The findings vindicated Bergamo and raised questions about the LAPD's handling of blood evidence -- an issue that embarrassed the LAPD during the 1994 murder trial of O.J. Simpson.
"I was floored when the results came back," said Lane Scherer, the lawyer who represented Bergamo. "A mistake like this is a big, big deal."
Scherer said the implications of the mix-up may extend beyond this one case, noting that blood tests generally are tested by labs in batches. "So if you mess up one, the others might be wrong as well," she said.
If Bergamo got somebody else's blood, Scherer said, didn't it make sense that somebody got his?
Police officials said they are investigating how the mix-up occurred and who is responsible. But, they said, they are fairly confident that the lab did not make a mistake. One possible explanation, they said, was that the blood was mislabeled when it was initially drawn by nurses at the LAPD's jail intake facility in Van Nuys.
"We've got to figure out what happened," said Cmdr. Gary Brennan, the department's spokesman. "We're not dropping this. We want to know what occurred just as much as anybody."
As part of the department's probe, LAPD criminalists said they also will have the blood sample tested at a private DNA lab, to make sure that Bergamo's attorney or lab weren't the ones who made the mistake.
Where's Blood Sample?
A lab official said seven other blood samples were tested at the same time as the sample identified as Bergamo's. All eight of them, the official said, had blood alcohol levels well above the legal driving limit. Now, however, police don't know what really became of the blood sample taken from Bergamo or whether it was even tested.
According to the police report of the incident, LAPD officers spotted Bergamo around midnight on May 25 speeding southbound on Shoshone Avenue near Rinaldi Street in the San Fernando Valley when they decided to pull him over.
Officers said they smelled alcohol on Bergamo's breath, saw that his eyes were bloodshot and heard him slur his words. They asked him to step out of his truck so they could conduct a field sobriety test on him. After a series of tests, which the officers said he failed, Bergamo was arrested.

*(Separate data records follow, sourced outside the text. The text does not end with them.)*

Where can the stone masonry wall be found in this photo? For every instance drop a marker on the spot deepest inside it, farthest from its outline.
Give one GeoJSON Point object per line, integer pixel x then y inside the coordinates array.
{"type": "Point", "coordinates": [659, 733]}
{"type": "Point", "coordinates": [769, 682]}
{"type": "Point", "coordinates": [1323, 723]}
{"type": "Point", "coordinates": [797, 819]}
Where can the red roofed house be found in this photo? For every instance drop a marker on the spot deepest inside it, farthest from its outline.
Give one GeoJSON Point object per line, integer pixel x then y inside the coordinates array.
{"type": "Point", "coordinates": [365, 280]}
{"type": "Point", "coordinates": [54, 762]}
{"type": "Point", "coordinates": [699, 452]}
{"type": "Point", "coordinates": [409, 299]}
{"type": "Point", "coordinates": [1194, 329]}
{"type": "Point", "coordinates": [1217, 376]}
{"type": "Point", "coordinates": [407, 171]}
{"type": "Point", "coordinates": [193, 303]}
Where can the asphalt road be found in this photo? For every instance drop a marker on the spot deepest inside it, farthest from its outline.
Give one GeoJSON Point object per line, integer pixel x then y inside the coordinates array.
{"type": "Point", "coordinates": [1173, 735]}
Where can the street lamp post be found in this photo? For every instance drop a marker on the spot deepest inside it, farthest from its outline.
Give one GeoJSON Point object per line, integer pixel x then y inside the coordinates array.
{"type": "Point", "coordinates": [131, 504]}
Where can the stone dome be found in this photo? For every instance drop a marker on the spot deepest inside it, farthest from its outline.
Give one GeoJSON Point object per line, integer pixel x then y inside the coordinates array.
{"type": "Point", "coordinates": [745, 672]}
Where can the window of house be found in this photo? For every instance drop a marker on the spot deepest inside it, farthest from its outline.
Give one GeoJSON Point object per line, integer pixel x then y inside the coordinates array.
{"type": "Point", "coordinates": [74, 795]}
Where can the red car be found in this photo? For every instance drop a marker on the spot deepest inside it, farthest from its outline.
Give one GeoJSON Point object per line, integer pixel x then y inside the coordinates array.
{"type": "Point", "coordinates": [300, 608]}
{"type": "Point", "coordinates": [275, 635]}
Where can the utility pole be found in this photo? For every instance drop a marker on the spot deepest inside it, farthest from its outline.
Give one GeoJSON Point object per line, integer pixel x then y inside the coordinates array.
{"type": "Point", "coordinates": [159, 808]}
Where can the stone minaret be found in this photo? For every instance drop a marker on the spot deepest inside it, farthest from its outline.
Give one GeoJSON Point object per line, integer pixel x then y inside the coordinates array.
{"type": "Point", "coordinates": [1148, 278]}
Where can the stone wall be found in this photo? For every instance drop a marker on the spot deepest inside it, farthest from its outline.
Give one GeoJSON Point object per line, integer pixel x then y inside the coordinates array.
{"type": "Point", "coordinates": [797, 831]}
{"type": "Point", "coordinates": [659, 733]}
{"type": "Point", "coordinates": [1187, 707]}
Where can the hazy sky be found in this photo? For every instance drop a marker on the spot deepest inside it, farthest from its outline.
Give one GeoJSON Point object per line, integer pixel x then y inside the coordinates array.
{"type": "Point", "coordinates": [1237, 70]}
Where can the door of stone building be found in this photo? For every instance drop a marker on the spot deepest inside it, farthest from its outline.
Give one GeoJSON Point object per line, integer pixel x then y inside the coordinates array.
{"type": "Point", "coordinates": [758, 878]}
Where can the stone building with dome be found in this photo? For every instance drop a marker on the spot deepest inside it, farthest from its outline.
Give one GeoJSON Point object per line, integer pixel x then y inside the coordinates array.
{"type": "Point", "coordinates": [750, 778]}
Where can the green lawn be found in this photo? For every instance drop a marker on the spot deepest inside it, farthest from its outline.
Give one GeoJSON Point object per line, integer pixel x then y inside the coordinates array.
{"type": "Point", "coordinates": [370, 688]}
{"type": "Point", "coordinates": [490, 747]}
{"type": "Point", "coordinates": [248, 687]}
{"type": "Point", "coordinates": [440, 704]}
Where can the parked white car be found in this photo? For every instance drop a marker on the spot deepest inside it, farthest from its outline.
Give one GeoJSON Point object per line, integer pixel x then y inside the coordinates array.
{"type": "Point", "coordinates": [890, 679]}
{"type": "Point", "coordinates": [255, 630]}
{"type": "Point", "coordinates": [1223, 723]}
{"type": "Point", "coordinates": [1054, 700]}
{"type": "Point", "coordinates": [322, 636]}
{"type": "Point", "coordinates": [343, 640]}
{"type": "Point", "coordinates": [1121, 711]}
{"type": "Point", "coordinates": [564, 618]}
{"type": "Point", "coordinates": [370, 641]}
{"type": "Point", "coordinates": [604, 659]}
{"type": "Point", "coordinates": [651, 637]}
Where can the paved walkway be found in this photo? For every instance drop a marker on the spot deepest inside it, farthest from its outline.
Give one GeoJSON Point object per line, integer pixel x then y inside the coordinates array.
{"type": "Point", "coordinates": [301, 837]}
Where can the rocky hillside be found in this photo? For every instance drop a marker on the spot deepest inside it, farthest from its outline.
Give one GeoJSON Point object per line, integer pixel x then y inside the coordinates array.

Bergamo, his attorney said, disputed nearly every aspect of the police report, from the street where police said they pulled him over to his performance on the sobriety tests. A passenger in Bergamo's car was prepared to testify in Bergamo's defense if the case went to trial.
Though Bergamo was adamant that he was not impaired by alcohol, his attorney declined to say whether the young man had had any alcohol before getting behind the wheel. Any alcohol in his blood would have been illegal because Bergamo is under 21, the state's legal drinking age. Bergamo declined to talk about the case, but released a prepared statement through his lawyer.
"I was not under the influence at the time the officers stopped my vehicle," Bergamo said. "I feel the police report is grossly inaccurate.... This has been a very painful and disheartening experience."
Drunk driving offenses can have significant ramifications for motorists, from jail time in cases that result in injuries to a year's suspension of a driver's license. Car insurance rates also go up dramatically for years after such convictions.
With the stakes so high, Bergamo's parents sought out the law offices of Lawrence Taylor, a firm that deals exclusively with DUI cases. Lawyers in that firm automatically retest blood samples tested by the police.
Taylor, who has written books on the subject of DUIs, said test results from police labs are often unreliable. Sometimes the equipment is not calibrated correctly, he said, or sometimes police put too much or too little of a blood preservative in the sample, which can affect results.
"I'm not a real big fan of crime labs and their criminalists. They're clueless. But most attorneys know less, and that's why they can get by," said Taylor, who assigned Scherer to represent Bergamo.